Today, we’ll focus on how to incorporate What-ifs in a client’s financial plan to help prepare them for life’s unexpected events such as premature death or a bear market.
To access all your available planning tools, you’ll navigate to the Plans tab of a client’s overview page. Here, you’ll scroll to Additional Tools to find your What-ifs.
eMoney provides a default list of options for common events. You can add from this list or choose the blank option to create a more customized version.
Pro-tip: To help you stay organized and create a more personalized client experience, re-name What-ifs so they are self-explanatory to you and the client when applied to reports or in presentations. We recommend including the client name, the event, and the year the event occurs. For example, instead of premature death, you can re-name to Frank passes in 2022.
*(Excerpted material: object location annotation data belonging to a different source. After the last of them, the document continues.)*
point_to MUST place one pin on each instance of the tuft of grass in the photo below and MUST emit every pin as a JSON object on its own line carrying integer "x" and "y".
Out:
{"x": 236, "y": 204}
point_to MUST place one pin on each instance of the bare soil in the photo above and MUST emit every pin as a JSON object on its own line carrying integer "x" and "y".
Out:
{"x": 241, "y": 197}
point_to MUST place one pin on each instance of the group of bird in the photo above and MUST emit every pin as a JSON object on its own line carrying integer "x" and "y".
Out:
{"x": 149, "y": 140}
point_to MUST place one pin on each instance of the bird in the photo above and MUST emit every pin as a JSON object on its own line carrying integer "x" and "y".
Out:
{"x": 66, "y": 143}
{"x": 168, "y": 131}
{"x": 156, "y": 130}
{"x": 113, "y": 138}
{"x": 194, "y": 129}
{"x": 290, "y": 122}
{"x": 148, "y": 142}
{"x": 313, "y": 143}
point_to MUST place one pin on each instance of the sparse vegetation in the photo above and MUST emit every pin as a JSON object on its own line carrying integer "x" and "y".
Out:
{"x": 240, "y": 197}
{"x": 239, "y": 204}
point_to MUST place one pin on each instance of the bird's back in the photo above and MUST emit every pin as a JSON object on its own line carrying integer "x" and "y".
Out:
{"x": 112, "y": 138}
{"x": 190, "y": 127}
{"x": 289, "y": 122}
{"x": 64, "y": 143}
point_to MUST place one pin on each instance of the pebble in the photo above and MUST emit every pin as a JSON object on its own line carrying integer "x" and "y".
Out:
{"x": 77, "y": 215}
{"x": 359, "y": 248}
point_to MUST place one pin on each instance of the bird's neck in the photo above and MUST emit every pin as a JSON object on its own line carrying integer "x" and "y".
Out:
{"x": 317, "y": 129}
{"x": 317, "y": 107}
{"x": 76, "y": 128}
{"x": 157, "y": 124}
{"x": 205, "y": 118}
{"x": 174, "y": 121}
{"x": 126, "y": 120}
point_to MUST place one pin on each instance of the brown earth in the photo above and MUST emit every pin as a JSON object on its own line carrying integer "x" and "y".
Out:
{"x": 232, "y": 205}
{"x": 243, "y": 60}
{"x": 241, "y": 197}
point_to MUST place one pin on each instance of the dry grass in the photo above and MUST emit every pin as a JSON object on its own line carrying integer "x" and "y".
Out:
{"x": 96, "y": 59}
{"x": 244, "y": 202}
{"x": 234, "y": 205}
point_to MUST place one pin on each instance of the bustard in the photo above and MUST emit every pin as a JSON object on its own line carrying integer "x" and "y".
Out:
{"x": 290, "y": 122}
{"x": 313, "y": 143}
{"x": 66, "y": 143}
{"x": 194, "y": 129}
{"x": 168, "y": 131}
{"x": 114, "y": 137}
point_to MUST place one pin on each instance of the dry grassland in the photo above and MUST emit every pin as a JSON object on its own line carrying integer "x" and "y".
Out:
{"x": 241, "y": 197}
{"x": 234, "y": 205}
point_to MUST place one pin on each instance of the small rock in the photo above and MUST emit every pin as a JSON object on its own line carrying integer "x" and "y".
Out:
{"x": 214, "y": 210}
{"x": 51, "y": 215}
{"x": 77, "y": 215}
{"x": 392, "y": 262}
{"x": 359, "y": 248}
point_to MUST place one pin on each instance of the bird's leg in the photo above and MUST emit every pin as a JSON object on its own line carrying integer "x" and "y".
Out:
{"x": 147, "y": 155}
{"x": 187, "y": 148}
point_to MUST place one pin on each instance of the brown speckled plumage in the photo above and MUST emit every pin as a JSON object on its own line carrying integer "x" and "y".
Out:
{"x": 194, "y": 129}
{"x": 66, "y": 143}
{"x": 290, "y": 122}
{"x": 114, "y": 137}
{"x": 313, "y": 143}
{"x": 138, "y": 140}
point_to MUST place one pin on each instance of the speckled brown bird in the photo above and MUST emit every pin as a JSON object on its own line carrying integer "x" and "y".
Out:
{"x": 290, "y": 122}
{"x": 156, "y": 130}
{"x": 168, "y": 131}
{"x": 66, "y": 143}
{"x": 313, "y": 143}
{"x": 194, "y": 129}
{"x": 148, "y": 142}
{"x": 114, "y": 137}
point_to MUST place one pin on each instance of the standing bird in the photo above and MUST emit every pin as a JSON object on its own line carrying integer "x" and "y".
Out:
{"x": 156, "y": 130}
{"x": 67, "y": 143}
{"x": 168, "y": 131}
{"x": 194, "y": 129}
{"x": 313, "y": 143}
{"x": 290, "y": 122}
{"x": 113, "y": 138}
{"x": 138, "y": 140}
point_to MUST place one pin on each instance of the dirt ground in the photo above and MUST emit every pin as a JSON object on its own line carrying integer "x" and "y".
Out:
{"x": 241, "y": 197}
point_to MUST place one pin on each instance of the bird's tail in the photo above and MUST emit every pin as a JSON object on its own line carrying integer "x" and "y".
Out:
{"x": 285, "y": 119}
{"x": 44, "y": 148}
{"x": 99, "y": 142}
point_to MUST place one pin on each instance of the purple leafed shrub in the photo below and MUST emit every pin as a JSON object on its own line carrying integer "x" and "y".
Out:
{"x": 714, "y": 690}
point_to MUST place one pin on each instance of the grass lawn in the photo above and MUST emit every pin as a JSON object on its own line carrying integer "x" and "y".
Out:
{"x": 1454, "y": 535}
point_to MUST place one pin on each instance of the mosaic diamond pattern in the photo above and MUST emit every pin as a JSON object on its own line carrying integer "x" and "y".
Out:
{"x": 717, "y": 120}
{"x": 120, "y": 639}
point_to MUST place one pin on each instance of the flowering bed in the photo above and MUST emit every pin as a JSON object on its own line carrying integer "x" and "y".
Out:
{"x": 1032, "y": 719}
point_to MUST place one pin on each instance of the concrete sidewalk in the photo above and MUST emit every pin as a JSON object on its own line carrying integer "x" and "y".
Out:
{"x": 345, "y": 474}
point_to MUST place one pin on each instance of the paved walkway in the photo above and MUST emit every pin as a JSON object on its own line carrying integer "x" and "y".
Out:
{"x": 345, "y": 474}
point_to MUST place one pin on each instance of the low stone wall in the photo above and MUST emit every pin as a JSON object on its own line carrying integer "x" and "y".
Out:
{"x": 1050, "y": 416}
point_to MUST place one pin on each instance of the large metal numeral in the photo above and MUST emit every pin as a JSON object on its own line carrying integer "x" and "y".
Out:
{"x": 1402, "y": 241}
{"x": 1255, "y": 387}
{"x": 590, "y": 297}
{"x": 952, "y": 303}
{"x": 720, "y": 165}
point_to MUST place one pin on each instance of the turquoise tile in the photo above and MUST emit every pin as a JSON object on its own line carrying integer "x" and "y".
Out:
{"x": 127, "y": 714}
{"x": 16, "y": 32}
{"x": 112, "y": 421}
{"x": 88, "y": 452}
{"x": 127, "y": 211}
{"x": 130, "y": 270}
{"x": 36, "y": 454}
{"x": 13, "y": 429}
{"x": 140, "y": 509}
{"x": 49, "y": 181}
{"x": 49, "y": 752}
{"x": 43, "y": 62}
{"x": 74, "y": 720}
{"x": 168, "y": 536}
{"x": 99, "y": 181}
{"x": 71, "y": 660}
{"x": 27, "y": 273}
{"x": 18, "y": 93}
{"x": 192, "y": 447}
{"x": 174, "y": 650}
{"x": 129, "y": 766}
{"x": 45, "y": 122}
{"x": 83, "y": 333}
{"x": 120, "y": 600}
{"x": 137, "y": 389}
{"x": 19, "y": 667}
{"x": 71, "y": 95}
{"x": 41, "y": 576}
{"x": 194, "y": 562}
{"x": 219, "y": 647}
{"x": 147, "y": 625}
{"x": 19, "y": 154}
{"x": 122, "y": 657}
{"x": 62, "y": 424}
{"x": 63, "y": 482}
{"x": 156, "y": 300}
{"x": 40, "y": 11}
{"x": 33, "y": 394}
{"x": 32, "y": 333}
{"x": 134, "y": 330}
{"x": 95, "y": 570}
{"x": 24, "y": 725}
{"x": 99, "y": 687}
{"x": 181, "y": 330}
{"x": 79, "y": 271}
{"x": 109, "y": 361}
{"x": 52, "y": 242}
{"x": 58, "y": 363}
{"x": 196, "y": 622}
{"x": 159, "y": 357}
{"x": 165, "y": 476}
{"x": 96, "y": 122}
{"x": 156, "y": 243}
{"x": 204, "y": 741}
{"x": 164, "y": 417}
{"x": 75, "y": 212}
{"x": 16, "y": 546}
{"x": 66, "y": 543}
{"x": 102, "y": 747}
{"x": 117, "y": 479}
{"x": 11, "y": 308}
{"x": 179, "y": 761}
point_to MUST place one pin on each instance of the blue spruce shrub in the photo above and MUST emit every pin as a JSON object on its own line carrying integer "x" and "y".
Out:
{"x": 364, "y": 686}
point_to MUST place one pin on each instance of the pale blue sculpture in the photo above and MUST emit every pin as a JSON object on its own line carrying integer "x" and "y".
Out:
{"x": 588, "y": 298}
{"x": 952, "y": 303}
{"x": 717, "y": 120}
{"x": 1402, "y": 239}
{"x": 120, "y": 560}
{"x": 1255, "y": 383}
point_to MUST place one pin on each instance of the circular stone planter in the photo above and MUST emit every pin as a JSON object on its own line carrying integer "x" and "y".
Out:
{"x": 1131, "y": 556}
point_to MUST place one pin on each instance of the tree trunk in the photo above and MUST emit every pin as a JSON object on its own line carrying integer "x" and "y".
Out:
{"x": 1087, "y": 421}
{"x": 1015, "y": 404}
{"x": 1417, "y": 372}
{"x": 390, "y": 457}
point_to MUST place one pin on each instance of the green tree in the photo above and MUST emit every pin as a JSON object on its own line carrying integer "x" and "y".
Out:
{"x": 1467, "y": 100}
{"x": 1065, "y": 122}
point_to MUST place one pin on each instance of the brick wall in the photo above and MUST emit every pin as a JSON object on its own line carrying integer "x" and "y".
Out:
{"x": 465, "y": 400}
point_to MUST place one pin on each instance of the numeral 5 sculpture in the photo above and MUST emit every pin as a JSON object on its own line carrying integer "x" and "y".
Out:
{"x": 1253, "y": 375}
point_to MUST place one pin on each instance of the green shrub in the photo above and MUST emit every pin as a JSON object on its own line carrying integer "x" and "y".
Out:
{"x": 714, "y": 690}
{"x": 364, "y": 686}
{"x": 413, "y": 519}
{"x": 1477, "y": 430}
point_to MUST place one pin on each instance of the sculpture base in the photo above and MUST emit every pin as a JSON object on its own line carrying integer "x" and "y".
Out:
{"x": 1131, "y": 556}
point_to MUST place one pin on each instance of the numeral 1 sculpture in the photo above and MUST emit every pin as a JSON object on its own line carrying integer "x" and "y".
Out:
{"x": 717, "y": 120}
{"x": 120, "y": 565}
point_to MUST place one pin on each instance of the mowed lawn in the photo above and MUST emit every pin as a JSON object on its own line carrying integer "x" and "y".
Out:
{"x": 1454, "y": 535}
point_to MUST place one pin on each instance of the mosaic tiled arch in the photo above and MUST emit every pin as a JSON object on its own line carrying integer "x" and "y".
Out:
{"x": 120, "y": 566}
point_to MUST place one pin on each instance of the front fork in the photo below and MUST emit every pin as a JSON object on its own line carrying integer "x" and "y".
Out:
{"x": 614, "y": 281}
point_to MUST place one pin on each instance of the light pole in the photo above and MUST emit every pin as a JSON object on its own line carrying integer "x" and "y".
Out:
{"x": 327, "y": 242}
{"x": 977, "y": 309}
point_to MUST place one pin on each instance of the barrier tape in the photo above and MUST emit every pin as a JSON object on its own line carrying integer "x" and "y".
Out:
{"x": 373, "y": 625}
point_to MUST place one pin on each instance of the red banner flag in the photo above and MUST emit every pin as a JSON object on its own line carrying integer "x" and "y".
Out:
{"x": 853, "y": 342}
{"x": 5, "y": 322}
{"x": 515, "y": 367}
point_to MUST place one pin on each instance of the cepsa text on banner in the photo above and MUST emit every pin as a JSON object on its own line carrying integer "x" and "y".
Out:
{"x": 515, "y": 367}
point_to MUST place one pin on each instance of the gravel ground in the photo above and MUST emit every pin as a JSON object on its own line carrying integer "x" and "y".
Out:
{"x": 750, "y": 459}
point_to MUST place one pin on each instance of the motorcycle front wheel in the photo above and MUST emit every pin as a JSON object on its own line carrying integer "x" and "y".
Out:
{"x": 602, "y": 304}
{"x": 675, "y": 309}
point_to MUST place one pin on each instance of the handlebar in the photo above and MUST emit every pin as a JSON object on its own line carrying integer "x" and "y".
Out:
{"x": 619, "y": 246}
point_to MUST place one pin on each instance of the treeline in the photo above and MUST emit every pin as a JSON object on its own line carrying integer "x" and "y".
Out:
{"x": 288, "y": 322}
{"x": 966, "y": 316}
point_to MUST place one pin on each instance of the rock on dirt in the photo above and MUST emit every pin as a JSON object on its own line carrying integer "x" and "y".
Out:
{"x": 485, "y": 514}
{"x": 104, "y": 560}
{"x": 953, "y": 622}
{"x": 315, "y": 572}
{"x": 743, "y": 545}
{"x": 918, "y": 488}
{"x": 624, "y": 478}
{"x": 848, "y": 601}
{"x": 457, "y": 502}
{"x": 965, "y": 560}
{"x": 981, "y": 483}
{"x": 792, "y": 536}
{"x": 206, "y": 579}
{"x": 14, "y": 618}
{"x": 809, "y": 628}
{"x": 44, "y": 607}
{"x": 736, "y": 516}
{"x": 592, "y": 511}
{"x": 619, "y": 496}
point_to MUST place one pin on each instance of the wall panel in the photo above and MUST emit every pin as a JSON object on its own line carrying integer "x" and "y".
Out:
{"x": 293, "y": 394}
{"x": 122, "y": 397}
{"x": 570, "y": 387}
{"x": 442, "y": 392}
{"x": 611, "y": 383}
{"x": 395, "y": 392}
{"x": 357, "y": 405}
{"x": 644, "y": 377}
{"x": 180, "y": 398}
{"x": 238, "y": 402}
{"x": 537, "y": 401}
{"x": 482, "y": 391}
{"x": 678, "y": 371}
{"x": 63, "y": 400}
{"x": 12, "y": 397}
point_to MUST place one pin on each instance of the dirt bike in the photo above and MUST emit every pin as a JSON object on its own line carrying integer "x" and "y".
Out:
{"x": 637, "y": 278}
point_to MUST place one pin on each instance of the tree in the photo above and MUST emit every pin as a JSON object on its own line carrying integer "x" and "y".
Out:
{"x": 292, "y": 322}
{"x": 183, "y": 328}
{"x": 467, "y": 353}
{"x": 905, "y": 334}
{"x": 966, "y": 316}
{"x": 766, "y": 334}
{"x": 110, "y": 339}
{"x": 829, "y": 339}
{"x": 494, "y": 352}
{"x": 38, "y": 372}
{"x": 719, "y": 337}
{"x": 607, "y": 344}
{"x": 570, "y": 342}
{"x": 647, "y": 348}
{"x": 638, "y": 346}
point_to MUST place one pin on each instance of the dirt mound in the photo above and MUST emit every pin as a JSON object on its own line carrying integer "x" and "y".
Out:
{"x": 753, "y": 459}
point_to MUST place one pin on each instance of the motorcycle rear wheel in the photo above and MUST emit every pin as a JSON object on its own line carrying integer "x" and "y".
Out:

First, we’ll look at the impact on a surviving spouse, specifically if there is a life insurance need if a premature death occurs.
To set up the What-if, click Go next to Premature Death – Client. On the overview page, you’ll see two items automatically added. If you don’t use Human Life Value reports and use the gap analysis instead, click on the trashcan next to the Human Life Value Assumptions.
Next, you’ll simply click Retirement/Death Assumptions, change the assumed age of death to the current year or the year you’d like to test, and click Save.
Now you’re ready to use your reports to see how a premature death impacts a client’s plan. For quick access, you can view reports with the What-if already applied by clicking on the report names listed on the bottom left side of the overview page.
By selecting Life Insurance and viewing the Gap Analysis, you can easily show if your client needs additional life insurance should a premature death occur and the comparison between portfolio assets with and without additional insurance.
It’s important to note that What-ifs cannot be applied in the interactive planning tools. If you’d like to show your client the impact on their portfolio assets in a more visual way using Decision Center, you can recreate a What-if as a Scenario.
In your Plans section, you’ll add a new scenario. In this scenario, you’ll make changes to Assumptions > Retirement and Death and again, adjust the assumed age of death. You also can add your recommendation of additional insurance policies in the scenario. Once saved, you can now apply to Decision Center.
In Decision Center you can show the negative impact a premature death has on a client’s portfolio assets and then how your recommendations can help the surviving spouse’s assets last through their lifetime.
Now we’ll look at how to model a Bear Market at Retirement and what happens to a client’s portfolio if there’s a significant dip in the market for an extended period of time. You can find this event in the Add list under What-ifs. On the overview page, you’ll see one change automatically added – Inflation/Market Assumptions.
Next, you’ll click on the item and see you can change the inflation rate or account for an atypical market. Today we’re going to focus on the second option, an atypical market.
You’ll select when you want this market event to start and end, and you’ll adjust the portfolio rate of return. You can enter a negative percentage in this field.
Once saved, you can apply this unexpected market event to reports. For example, you can apply it to the Cash Flow report to see the impact on lifetime portfolio assets, or to Monte Carlo to see the impact on the probability of success.
Again, to view in Goal Planner or Decision Center, you’d recreate this What-if as a scenario and make the same changes to your Inflation/Market Assumptions.